The typical workflow for using this class is to create a mesh, assign an active FE index to every active cell, calls hp::DoFHandler::distribute_dofs(), and then assemble a linear system and solve a problem on this finite element space. However, one can skip assigning active FE indices upon mesh refinement in certain circumstances. In particular, the following rules apply:

  • Upon mesh refinement, child cells inherit the active FE index of the parent.
  • When coarsening cells, the (now active) parent cell will be assigned an active FE index that is determined from its (no longer active) children, following the FiniteElementDomination logic: Out of the set of elements previously assigned to the former children, we choose the one dominated by all children for the parent cell. If none was found, we pick the most dominant element in the whole collection that is dominated by all former children. See hp::FECollection::find_dominated_fe_extended() for further information on this topic.
Finite elements need to be assigned to each cell by either calling set_fe() or distribute_dofs() first to make this functionality available.

Active FE indices and parallel meshes

When this class is used with either a parallel::shared::Triangulation or a parallel::distributed::Triangulation, you can only set active FE indices on cells that are locally owned, using a call such as cell->set_active_fe_index(...). On the other hand, setting the active FE index on ghost or artificial cells is not allowed.
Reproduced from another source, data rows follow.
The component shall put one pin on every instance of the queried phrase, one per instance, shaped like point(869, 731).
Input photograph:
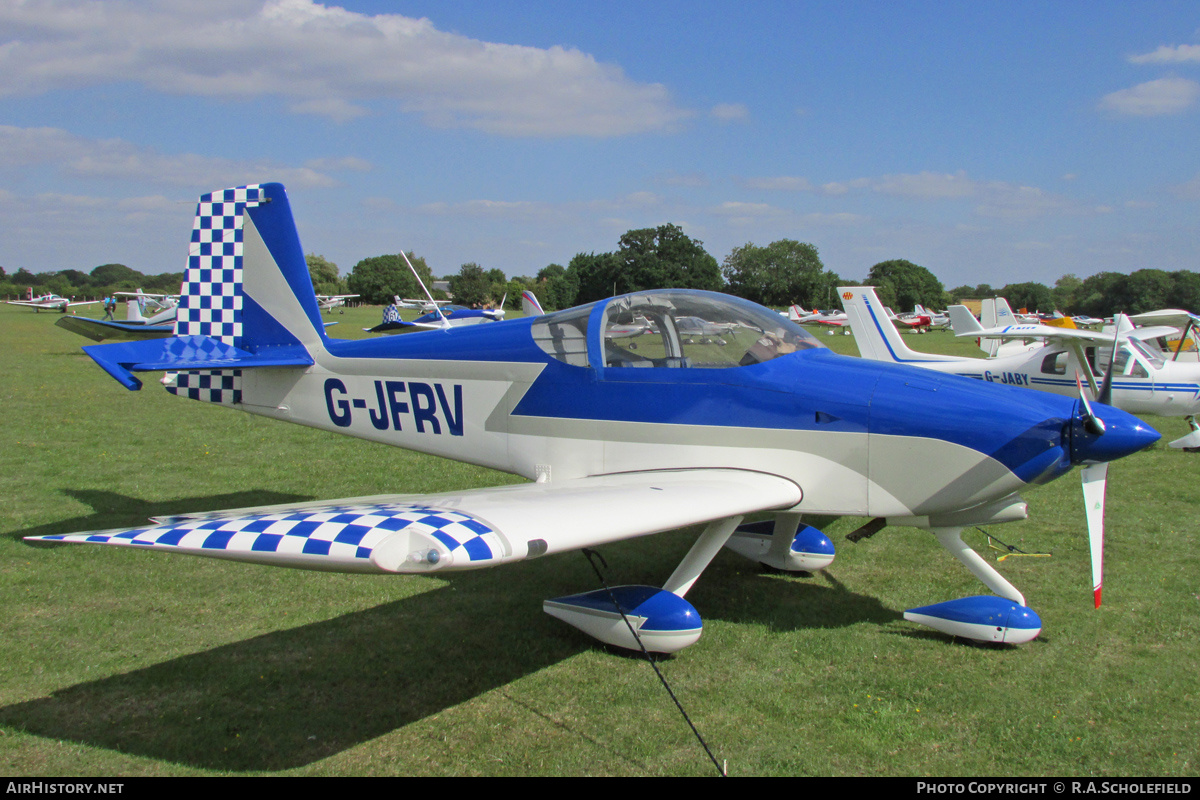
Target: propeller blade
point(1105, 394)
point(1095, 477)
point(1093, 423)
Ghost cells do acquire the information what element is active on them, however: whenever you call hp::DoFHandler::distribute_dofs(), all processors that participate in the parallel mesh exchange information in such a way that the active FE index on ghost cells equals the active FE index that was set on that processor that owned that particular ghost cell. Consequently, one can query the active_fe_index on ghost cells, just not set it by hand.
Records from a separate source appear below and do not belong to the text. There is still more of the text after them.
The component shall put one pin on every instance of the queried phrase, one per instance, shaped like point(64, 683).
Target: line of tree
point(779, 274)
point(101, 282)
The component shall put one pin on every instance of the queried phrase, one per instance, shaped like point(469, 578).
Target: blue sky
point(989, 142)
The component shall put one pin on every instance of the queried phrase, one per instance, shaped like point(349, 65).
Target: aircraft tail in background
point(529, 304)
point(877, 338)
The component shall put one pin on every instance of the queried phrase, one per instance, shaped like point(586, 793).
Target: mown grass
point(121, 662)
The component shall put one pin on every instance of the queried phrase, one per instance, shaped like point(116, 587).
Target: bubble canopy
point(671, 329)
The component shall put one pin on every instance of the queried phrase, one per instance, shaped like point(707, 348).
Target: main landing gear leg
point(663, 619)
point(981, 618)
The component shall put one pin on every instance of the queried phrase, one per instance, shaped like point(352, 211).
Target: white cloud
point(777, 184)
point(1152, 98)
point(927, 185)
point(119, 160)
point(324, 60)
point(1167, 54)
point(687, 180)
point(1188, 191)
On artificial cells, no information is available about the active_fe_index used there. That's because we don't even know whether these cells exist at all, and even if they did, the current processor does not know anything specific about them. See the glossary entry on artificial cells for more information.

During refinement and coarsening, information about the active_fe_index of each cell will be automatically transferred.

However, using a parallel::distributed::Triangulation with an hp::DoFHandler requires additional attention during serialization, since no information on active FE indices will be automatically transferred. This has to be done manually using the prepare_for_serialization_of_active_fe_indices() and deserialize_active_fe_indices() functions. The former has to be called before parallel::distributed::Triangulation::save() is invoked, and the latter needs to be run after parallel::distributed::Triangulation::load(). If further data will be attached to the triangulation via the parallel::distributed::CellDataTransfer, parallel::distributed::SolutionTransfer, or Particles::ParticleHandler classes, all corresponding preparation and deserialization function calls need to happen in the same order. Consult the documentation of parallel::distributed::SolutionTransfer for more information.

The basic DoFHandler is capable of hp-adaptation now.

Definition at line 124 of file dof_handler.h.